Be cool. How a cultural icon is born

editors Andrea Bernardelli and Eduardo Grillo.

deadline: 27 November 2018

Be cool. How a cultural icon is born

Some cultural elements immediately recognizable and repeated in various contexts maintain a productive capability and repeatedly capture the audience's interest. These elements can be defined as cultural icons because of their mass culture utilization, and they can be also considered as topoi, or in Barthesian terms (Barthes 1957), privileged places of cultural dynamics, archetypes or myths. They can be perceived as recurrent fragments of narratives and images used and abused outside of their context of origin.
These elements are mobile and create, what Jenkins has defined as transmedial narratives (Jenkins 2006). If once these elements came almost entirely from the literary and visual fields, today their origins are mainly audiovisual - they come from movies and TV series (Scaglioni 2006) - or they belong to the new media like, for example, meme, satire and web. They are viral and they constitute an "open canon" (Eibl 1998), an encyclopedic section of our imaginary. They are forms which strongly bring to semantic transformations.
If cultural icons have been described by Fiorentino (Fiorentino 2009), our aim is to analyse how they are generated and perpetuated, their "mechanisms" of their re/creation.
Our call for paper aims at offering a reflection on:


  • How iconical characters and images are presented in linguistic terms (for example religious icons, and their hypercodification)

  • How the concept of icon is related to our cultural imaginary and toUmberto Eco's notion of encyclopedia

  • Icons and intertextuality. How do icons evoke their context of origin?

  • The archetypical nature of icons

  • How does a cultural icon become a political and ideological reference? And which are the effects from an aesthetics point of view of their fruition?

  • Which is the role of cultural icon in the new media through concepts such as transmediality and virality?

  • Which role do cultural icons have in the success or failure of a literary, cultural, audiovisual and musical text?

  • Why do we talk about cultural icons in marketing and advertising?

  • How do cultural icons influence behaviours, cultural stereotypes and political preferences?

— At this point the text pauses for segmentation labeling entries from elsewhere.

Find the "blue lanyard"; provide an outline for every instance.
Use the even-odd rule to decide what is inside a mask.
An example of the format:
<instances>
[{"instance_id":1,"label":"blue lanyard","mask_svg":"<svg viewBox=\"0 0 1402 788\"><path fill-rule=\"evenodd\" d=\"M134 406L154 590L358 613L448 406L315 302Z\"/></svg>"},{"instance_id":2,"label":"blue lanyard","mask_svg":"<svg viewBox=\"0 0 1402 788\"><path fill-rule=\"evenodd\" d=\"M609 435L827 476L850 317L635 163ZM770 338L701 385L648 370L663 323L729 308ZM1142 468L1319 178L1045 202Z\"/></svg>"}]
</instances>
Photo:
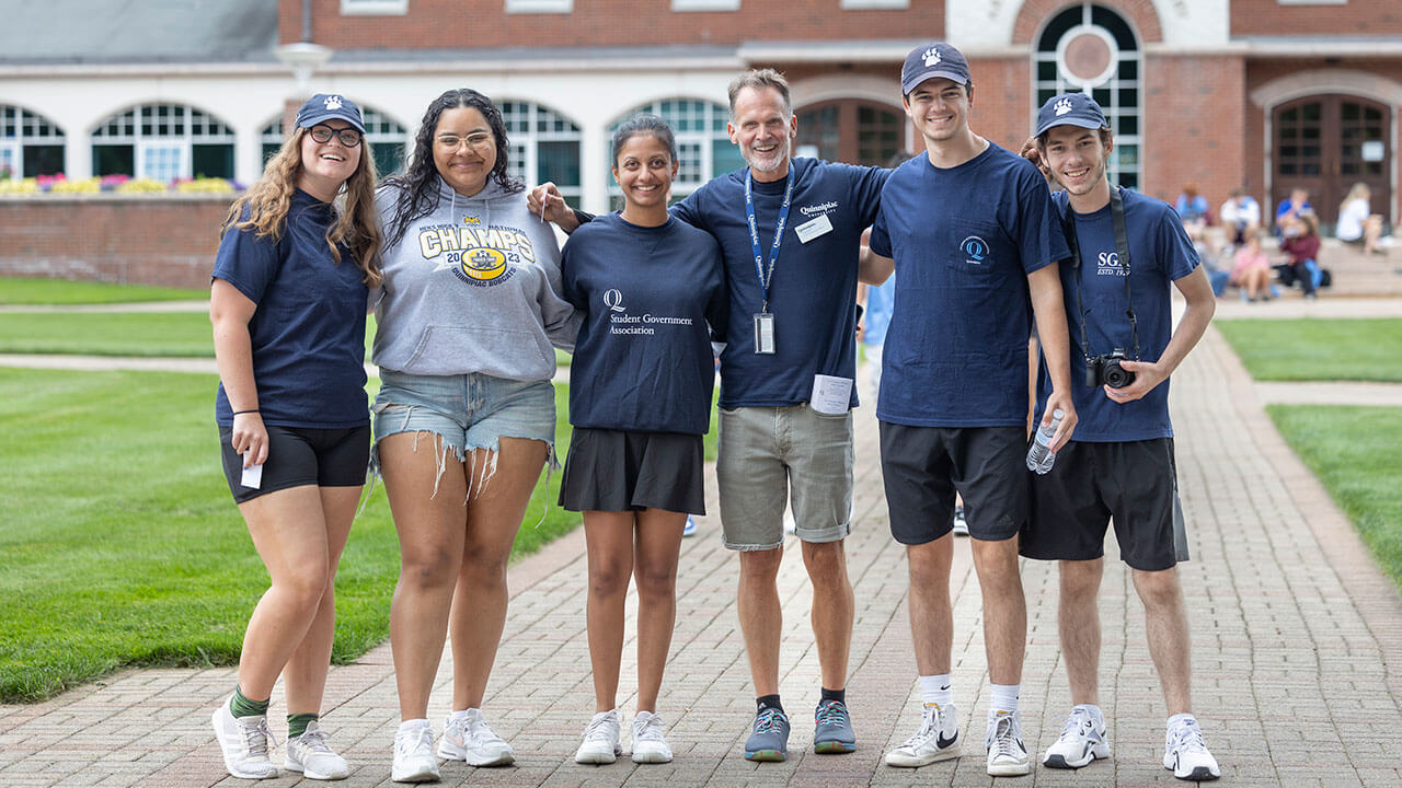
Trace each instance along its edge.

  • How do cultural icons represent gender/transgender political and social issues?

  • How do cultural icons represent/deconstruct notions such as race and ethnicity?


General Informations

  • The acceptance of the articles and their publication is subject to double blind peer review.

  • The Authors can find all the editing and format rules at the page "Come si collabora" (How to contribute to Ocula), on the home page. Please read it carefully and follow the recommendations.

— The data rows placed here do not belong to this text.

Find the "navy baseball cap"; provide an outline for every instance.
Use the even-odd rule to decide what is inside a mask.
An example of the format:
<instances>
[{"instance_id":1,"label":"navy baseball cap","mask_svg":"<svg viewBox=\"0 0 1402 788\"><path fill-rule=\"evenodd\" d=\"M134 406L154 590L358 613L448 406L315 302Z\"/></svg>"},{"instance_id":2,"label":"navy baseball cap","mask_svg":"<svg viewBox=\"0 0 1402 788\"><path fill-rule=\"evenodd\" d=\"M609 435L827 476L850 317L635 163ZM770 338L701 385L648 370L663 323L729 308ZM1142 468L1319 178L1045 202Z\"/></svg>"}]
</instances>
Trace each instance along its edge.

  • There are no official limits of length to the articles, yet we recommend 40.000 characters as a reasonable maximum measure (including spaces, notes and references).

  • Files format accepted are .doc, docx, .odt.

  • The articles may include any kind of images.

  • Images (photographies, graphs, tables) must be included in the main text file and submitted each as a separate file, in .jpg, .png, .tif, .eps, .psd formats.

  • The Authors must send their contribution in two versions: one in anonymous form, to be sent to the reviewers, and the other containing name, position, email, website, biographic notes. Each version must be a separate file.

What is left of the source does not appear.